08/02/2011

Botox Offers Little Help In Chronic Migraine



The popular anti-wrinkle jab, Botox, is unlikely to offer much benefit in its most recently licensed use, as a treatment for chronic migraine, says the new look Drug and Therapeutics Bulletin (DTB).



Botulinum toxin is a neurotoxin derived from the bacterium Clostridium botulinum. It is used as a treatment for various conditions involving muscle spasm and is available in several formulations. 

These include Botox, which is widely used, though not actually licensed, for the smoothing out of facial wrinkles.



Botox has now been licensed for use to relieve the symptoms of chronic migraine as a series of regular injections into up to 39 sites in the head and neck muscles. How it is supposed to work in chronic migraine has not been clearly established, but this action appears distinct from Botox’s well known paralysing effect on muscles. 

Each treatment with Botox for chronic migraine costs around £276 and the injections have to be given every 12 weeks.



Each year, around 3% of migraineurs who have episodic headaches develop chronic migraine, frequently accompanied by reduced ability to function and impaired quality of life.



DTB considers the published evidence on Botox’s effectiveness as a treatment for chronic migraine is limited and unconvincing. 

And, crucially, Botox leads to worsening of headache symptoms in around one in 10 people, with a similar proportion developing itching, rash, pain, stiffness and muscles spasms, it says.



Rarely, Botox can prompt anaphylactic shock. And despite screening and control procedures, the possibility of transmitting an infection with Botox cannot be ruled out entirely, because the drug contains human serum albumin.



The UK’s drugs regulator, the Medicines and Healthcare products Regulatory Agency (MHRA), which green-lighted the move, said that Botox offered a “unique approach” to the treatment of chronic migraine. 

Botox avoided the systemic side effects of tablets and had a better safety profile, the agency said, adding that its efficacy was likely to improve over time with repeated treatment sessions.



But DTB points out that some headache specialists have criticised the evidence on which the MHRA reached its conclusions. 

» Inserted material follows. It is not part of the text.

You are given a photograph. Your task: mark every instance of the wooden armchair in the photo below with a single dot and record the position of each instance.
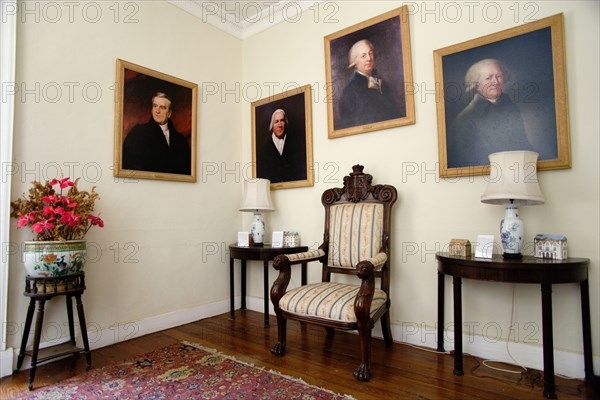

They say that the diagnosis of chronic migraine used in the trials was incorrect as almost two thirds of trial participants overused headache treatments. This is important, because medication overuse headache, in which headache treatments end up causing rather than relieving headache, rules out the diagnosis of chronic migraine, according to international definitions. 



DTB concluded: “These discrepancies and the limited evidence of benefit make it difficult for us to see a place for botulinum toxin A as treatment for chronic migraine.”